While promoting her new Travel Channel show where she visits archaeological sites and points out objects that look like a magic wand, Megan Fox made some remarkably profound comments on why she’s never come forward with her own #MeToo experiences. And if you’re thinking it’s a kind of dick move to act surprised by Megan Fox saying something smart, hold that thought.
From The New York Times:
I don’t want to say this about myself, but let’s say that I was ahead of my time and so people weren’t able to understand. Instead, I was rejected because of qualities that are now being praised in other women coming forward. And because of my experience, I feel it’s likely that I will always be just out of the collective understanding. I don’t know if there will ever be a time where I’m considered normal or relatable or likable.
Even with the #MeToo movement, and everyone coming out with stories — and one could assume that I probably have quite a few stories, and I do — I didn’t speak out for many reasons. I just didn’t think based on how I’d been received by people, and by feminists, that I would be a sympathetic victim. And I thought if ever there were a time where the world would agree that it’s appropriate to victim-shame someone, it would be when I come forward with my story.
I can’t believe I’m about to say these words, but Megan Fox is right. Despite the fact that she has a documented history of calling out Michael Bay’s creepy-ass behavior, if Fox were to come forward with her own accounts of sexual harassment — which would clearly be entirely plausible — her experiences would have a high probability of being dismissed because her career has been defined by an ability to attract the male gaze. And even though she’ll be the first to say that she’s leaned into that image, being hot doesn’t mean Megan Fox was “asking for it.”
Of course, what makes Fox’s #MeToo comments especially frustrating is that they occur in the same interview where she goes full Ancient Aliens truther and refers to herself as a powerful psychic. Yeah…
How did “Ancient Aliens,” a controversial show about prehistoric extraterrestrial visits to Earth, inspire you to create your own series?
I had never read Erich von Däniken’s book [“Chariots of the Gods”], and that’s the first time I had ever heard of the ancient astronaut theory [which posits that extraterrestrials brought their pyramid- and monolith-building technologies to Earth during prehistoric times]. It expanded my consciousness about things I had always questioned and provided a steppingstone to keep exploring.
You’ve said that your theories are alternative, while your production team is more science-based. Have they ever gone, “Megan, you’re off the wall?”
They don’t say that I’m off the wall because they’ve been around me enough to see that even if they perceive things I say to be kooky or strange, they always come true. So I’m kind of a revered psychic at this point with everyone.
Just so everyone is clear: Ancient astronauts is racist bullshit. At first glance, it might seem like nothing more than catnip for stoners and conspiracy theorists, but in reality, it’s white supremacist propaganda that suggests there’s no way brown people could build insane archaeological achievements without E.T. giving them a hand.

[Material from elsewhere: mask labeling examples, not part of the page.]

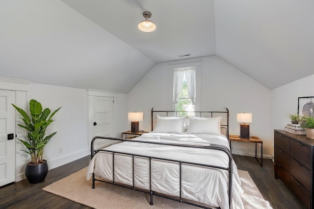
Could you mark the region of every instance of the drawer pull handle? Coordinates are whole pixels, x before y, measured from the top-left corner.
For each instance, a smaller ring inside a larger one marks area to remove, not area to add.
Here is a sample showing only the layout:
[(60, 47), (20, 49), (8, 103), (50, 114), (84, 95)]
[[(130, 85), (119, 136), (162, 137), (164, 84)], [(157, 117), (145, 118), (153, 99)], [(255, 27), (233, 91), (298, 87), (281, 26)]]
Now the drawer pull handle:
[(301, 184), (300, 184), (299, 182), (298, 182), (298, 181), (295, 181), (295, 183), (296, 183), (298, 186), (301, 186)]

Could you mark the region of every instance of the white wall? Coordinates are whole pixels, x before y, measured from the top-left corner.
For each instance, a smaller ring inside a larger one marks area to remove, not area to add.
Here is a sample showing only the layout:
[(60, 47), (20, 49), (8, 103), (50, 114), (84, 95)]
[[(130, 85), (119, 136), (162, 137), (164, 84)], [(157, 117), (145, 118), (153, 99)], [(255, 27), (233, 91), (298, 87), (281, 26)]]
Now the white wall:
[(314, 96), (314, 75), (272, 90), (272, 129), (283, 130), (287, 124), (291, 123), (288, 115), (297, 114), (298, 97), (311, 96)]
[[(30, 84), (27, 102), (34, 99), (43, 108), (52, 112), (62, 107), (47, 128), (47, 134), (57, 131), (45, 149), (44, 158), (50, 169), (86, 156), (89, 154), (87, 142), (87, 91), (56, 86)], [(59, 153), (59, 147), (63, 151)]]
[[(49, 169), (52, 169), (90, 154), (88, 139), (88, 91), (56, 86), (31, 83), (28, 92), (18, 92), (20, 97), (26, 98), (27, 102), (34, 99), (40, 102), (43, 108), (49, 108), (52, 112), (62, 107), (56, 113), (54, 121), (47, 129), (47, 134), (57, 131), (45, 149), (44, 159), (47, 160)], [(27, 96), (26, 96), (27, 93)], [(22, 95), (23, 94), (23, 95)], [(25, 95), (24, 95), (25, 94)], [(118, 93), (114, 104), (114, 137), (121, 137), (127, 127), (127, 95)], [(24, 109), (29, 108), (28, 104), (21, 99), (17, 103)], [(18, 116), (18, 117), (19, 116)], [(25, 138), (25, 133), (18, 128), (18, 138)], [(62, 147), (63, 152), (59, 152)], [(25, 164), (30, 161), (28, 155), (20, 149), (23, 145), (17, 140), (16, 181), (25, 178)]]
[[(228, 108), (229, 133), (238, 135), (240, 125), (236, 113), (252, 113), (251, 136), (263, 140), (263, 154), (270, 157), (273, 153), (271, 92), (216, 56), (202, 59), (201, 101), (197, 104), (197, 109), (199, 105), (203, 111), (224, 111)], [(140, 129), (150, 131), (152, 107), (156, 110), (172, 109), (173, 72), (168, 68), (168, 63), (156, 64), (128, 94), (128, 111), (144, 112)], [(235, 153), (253, 156), (254, 144), (233, 142), (232, 149)], [(246, 148), (250, 149), (248, 154), (242, 149)]]

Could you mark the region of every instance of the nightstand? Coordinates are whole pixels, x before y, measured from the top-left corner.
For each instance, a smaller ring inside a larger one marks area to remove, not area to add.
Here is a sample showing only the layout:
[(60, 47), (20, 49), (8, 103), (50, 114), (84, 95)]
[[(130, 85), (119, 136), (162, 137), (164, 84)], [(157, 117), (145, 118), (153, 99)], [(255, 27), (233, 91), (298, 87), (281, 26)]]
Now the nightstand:
[[(243, 142), (255, 143), (255, 159), (257, 160), (261, 166), (263, 166), (263, 141), (259, 139), (257, 137), (250, 137), (250, 139), (240, 138), (239, 136), (229, 135), (229, 141), (230, 143), (230, 149), (231, 149), (231, 141), (242, 141)], [(257, 158), (257, 144), (261, 144), (261, 162)]]
[[(123, 132), (121, 134), (121, 138), (131, 139), (135, 138), (137, 137), (139, 137), (140, 136), (141, 136), (144, 134), (146, 134), (146, 133), (148, 133), (148, 132), (131, 132), (131, 131), (126, 131), (125, 132)], [(123, 138), (124, 134), (125, 135), (125, 138)], [(135, 136), (133, 137), (127, 137), (127, 135), (135, 135)]]

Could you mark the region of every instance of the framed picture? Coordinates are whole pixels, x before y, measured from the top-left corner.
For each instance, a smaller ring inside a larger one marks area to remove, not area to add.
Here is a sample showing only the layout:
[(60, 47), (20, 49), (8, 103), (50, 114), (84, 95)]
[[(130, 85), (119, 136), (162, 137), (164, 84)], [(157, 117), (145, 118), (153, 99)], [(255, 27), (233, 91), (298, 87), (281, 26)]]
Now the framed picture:
[(301, 116), (314, 116), (314, 96), (298, 98), (298, 115)]

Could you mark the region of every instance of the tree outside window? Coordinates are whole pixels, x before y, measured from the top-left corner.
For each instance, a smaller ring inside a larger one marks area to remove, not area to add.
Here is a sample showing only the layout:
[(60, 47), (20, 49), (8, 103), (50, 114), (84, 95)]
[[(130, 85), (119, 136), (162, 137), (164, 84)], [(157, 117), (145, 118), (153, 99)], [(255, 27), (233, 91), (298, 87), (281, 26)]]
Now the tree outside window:
[[(182, 69), (180, 69), (182, 71)], [(186, 73), (184, 73), (182, 79), (182, 87), (180, 90), (177, 101), (178, 103), (174, 105), (176, 111), (194, 111), (195, 105), (192, 104), (192, 100), (188, 93), (188, 87)], [(195, 85), (195, 84), (194, 84)], [(182, 113), (183, 116), (185, 116), (185, 113)]]

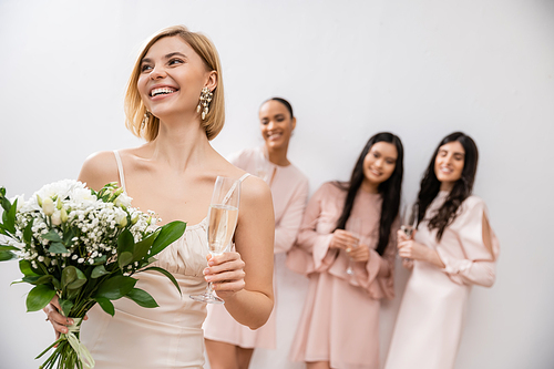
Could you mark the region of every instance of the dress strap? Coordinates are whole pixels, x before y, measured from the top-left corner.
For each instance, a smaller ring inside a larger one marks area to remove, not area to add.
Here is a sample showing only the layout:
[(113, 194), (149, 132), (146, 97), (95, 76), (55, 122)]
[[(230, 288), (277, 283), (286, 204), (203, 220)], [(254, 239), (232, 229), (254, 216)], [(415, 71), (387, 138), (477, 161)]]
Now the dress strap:
[(120, 152), (117, 150), (114, 150), (113, 154), (115, 156), (115, 161), (117, 162), (117, 173), (120, 174), (121, 187), (124, 192), (127, 192), (127, 189), (125, 188), (125, 174), (123, 174), (123, 163), (121, 162)]

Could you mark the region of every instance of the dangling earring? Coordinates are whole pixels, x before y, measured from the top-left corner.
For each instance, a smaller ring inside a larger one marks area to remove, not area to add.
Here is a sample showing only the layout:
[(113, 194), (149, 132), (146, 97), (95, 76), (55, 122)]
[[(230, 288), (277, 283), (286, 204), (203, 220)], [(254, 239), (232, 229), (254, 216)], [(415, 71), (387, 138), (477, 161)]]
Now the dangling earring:
[(152, 113), (148, 112), (148, 111), (145, 111), (144, 112), (144, 116), (142, 119), (142, 123), (141, 123), (141, 131), (144, 130), (144, 127), (146, 126), (146, 123), (150, 122), (150, 117), (152, 116)]
[(199, 113), (202, 106), (204, 106), (204, 110), (202, 111), (202, 120), (203, 121), (206, 119), (206, 114), (209, 111), (209, 103), (212, 102), (213, 96), (214, 96), (214, 93), (212, 91), (209, 91), (208, 88), (202, 89), (201, 101), (198, 102), (198, 106), (196, 106), (196, 112)]

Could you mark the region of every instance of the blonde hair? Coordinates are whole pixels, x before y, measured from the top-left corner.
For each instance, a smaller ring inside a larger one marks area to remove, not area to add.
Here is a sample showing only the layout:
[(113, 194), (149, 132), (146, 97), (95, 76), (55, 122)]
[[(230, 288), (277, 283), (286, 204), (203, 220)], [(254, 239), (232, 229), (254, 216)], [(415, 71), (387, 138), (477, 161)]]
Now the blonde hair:
[(146, 113), (146, 106), (144, 106), (136, 84), (141, 74), (141, 62), (148, 52), (150, 48), (160, 39), (174, 35), (181, 37), (183, 41), (185, 41), (201, 57), (206, 64), (206, 68), (217, 73), (217, 86), (214, 91), (212, 91), (214, 96), (212, 99), (212, 103), (209, 104), (209, 112), (206, 114), (206, 119), (201, 121), (202, 126), (206, 131), (207, 139), (213, 140), (219, 134), (225, 123), (225, 100), (223, 93), (223, 78), (219, 55), (217, 54), (215, 45), (207, 37), (202, 33), (191, 32), (184, 25), (168, 27), (154, 33), (143, 47), (142, 52), (136, 59), (133, 72), (131, 73), (131, 78), (127, 83), (124, 103), (126, 116), (125, 126), (135, 136), (143, 137), (146, 141), (152, 141), (157, 136), (160, 119), (156, 116), (148, 114), (145, 125), (142, 126), (144, 114)]

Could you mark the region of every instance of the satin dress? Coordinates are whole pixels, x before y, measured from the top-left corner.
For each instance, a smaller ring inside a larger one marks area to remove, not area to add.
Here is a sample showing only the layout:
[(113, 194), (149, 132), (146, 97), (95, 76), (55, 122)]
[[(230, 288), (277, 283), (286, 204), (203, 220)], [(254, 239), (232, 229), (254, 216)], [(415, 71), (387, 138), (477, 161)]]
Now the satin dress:
[[(285, 268), (285, 257), (280, 256), (284, 256), (293, 247), (300, 228), (308, 198), (308, 178), (293, 164), (280, 166), (270, 163), (264, 155), (263, 147), (243, 150), (230, 156), (229, 162), (268, 183), (275, 212), (275, 270), (276, 273), (290, 273)], [(285, 270), (277, 270), (278, 268)], [(279, 314), (279, 290), (286, 294), (286, 289), (295, 288), (294, 285), (278, 285), (276, 280), (277, 278), (274, 278), (274, 309), (263, 327), (252, 330), (238, 324), (223, 305), (209, 305), (204, 324), (205, 338), (242, 348), (275, 349), (277, 346), (276, 320)]]
[[(437, 250), (444, 268), (414, 260), (392, 335), (386, 369), (451, 369), (462, 338), (468, 299), (473, 285), (490, 287), (495, 279), (499, 240), (490, 232), (483, 243), (486, 206), (468, 197), (440, 242), (429, 219), (444, 203), (440, 192), (416, 233), (416, 242)], [(485, 223), (488, 224), (488, 223)], [(486, 233), (485, 233), (486, 234)]]
[[(123, 166), (115, 155), (124, 188)], [(81, 340), (91, 351), (95, 369), (203, 368), (206, 304), (188, 296), (206, 289), (206, 227), (207, 218), (187, 225), (183, 236), (156, 256), (155, 265), (173, 274), (182, 295), (167, 277), (148, 270), (134, 276), (136, 287), (151, 294), (160, 307), (143, 308), (121, 298), (113, 301), (113, 317), (99, 305), (89, 311)]]
[[(360, 244), (369, 248), (368, 262), (329, 248), (347, 192), (325, 183), (310, 198), (287, 265), (309, 278), (300, 322), (291, 345), (291, 361), (328, 361), (331, 368), (379, 368), (379, 310), (382, 298), (394, 297), (394, 222), (384, 254), (375, 248), (379, 238), (382, 197), (359, 191), (350, 214), (361, 219)], [(347, 222), (346, 230), (350, 230)], [(362, 246), (359, 246), (362, 247)]]

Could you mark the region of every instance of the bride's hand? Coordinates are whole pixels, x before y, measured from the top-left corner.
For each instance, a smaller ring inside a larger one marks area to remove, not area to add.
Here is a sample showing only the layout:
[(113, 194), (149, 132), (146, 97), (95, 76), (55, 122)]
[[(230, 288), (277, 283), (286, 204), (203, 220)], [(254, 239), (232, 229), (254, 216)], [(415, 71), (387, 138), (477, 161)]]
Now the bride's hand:
[(245, 287), (245, 263), (238, 253), (224, 253), (218, 256), (207, 255), (208, 267), (204, 278), (212, 283), (212, 288), (223, 299), (233, 296)]
[(47, 321), (50, 321), (55, 331), (55, 339), (60, 338), (60, 334), (66, 334), (68, 327), (73, 324), (73, 319), (64, 317), (60, 314), (61, 307), (58, 303), (58, 296), (54, 296), (49, 305), (42, 309), (47, 314)]
[[(73, 325), (73, 319), (64, 317), (60, 314), (61, 311), (60, 303), (58, 301), (58, 295), (52, 298), (49, 305), (47, 305), (42, 311), (47, 315), (47, 321), (50, 321), (55, 331), (55, 339), (60, 338), (60, 334), (68, 332), (68, 326)], [(89, 319), (84, 317), (83, 320)]]

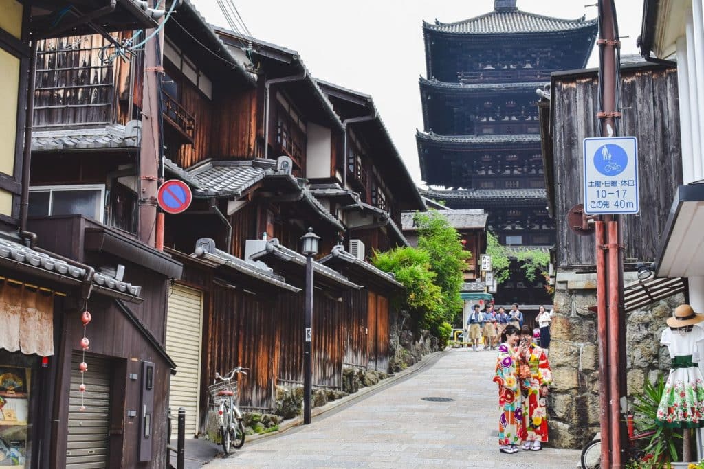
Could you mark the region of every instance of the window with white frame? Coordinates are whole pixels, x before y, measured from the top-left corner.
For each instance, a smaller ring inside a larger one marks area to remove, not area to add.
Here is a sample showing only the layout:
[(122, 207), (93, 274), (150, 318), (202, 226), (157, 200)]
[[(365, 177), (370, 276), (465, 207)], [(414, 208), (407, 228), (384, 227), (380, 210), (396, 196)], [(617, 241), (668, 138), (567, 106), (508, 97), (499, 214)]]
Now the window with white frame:
[(29, 214), (82, 214), (103, 223), (104, 184), (34, 186), (30, 188)]

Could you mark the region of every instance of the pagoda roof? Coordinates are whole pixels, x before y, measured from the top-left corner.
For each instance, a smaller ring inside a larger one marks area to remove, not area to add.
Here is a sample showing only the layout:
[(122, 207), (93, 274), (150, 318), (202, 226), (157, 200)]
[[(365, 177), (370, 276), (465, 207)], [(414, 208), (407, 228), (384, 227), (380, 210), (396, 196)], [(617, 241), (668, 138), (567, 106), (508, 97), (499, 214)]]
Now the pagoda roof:
[(432, 131), (423, 132), (416, 131), (416, 139), (419, 143), (429, 143), (438, 144), (460, 145), (494, 145), (505, 143), (540, 143), (539, 134), (498, 134), (491, 135), (440, 135)]
[(440, 82), (435, 79), (427, 79), (420, 77), (418, 79), (421, 90), (436, 91), (438, 93), (463, 94), (485, 94), (487, 92), (496, 91), (532, 91), (537, 88), (542, 88), (550, 82), (524, 82), (520, 83), (448, 83)]
[(450, 34), (505, 34), (525, 33), (565, 32), (591, 30), (597, 20), (565, 20), (521, 11), (517, 8), (499, 8), (481, 16), (456, 23), (423, 22), (423, 30)]
[(423, 193), (429, 198), (441, 200), (545, 199), (545, 189), (431, 189)]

Do I think Megan Fox believes in this crap because she’s racist? No. Do I think she should apply a little more brain power into wondering why no one is claiming the Parthenon was built through the power of anal probes? Uh huh.
But conspiracy theories aside, Megan Fox has definitely stumbled upon a blind spot in the #MeToo movement even if her central point was she’s always right about everything. Would people take “you know who I mean, the girl who bends over the car in Transformers” seriously if she started naming her abusers? Or would they start taking cracks at her belief that aliens built the pyram- wait. Dammit.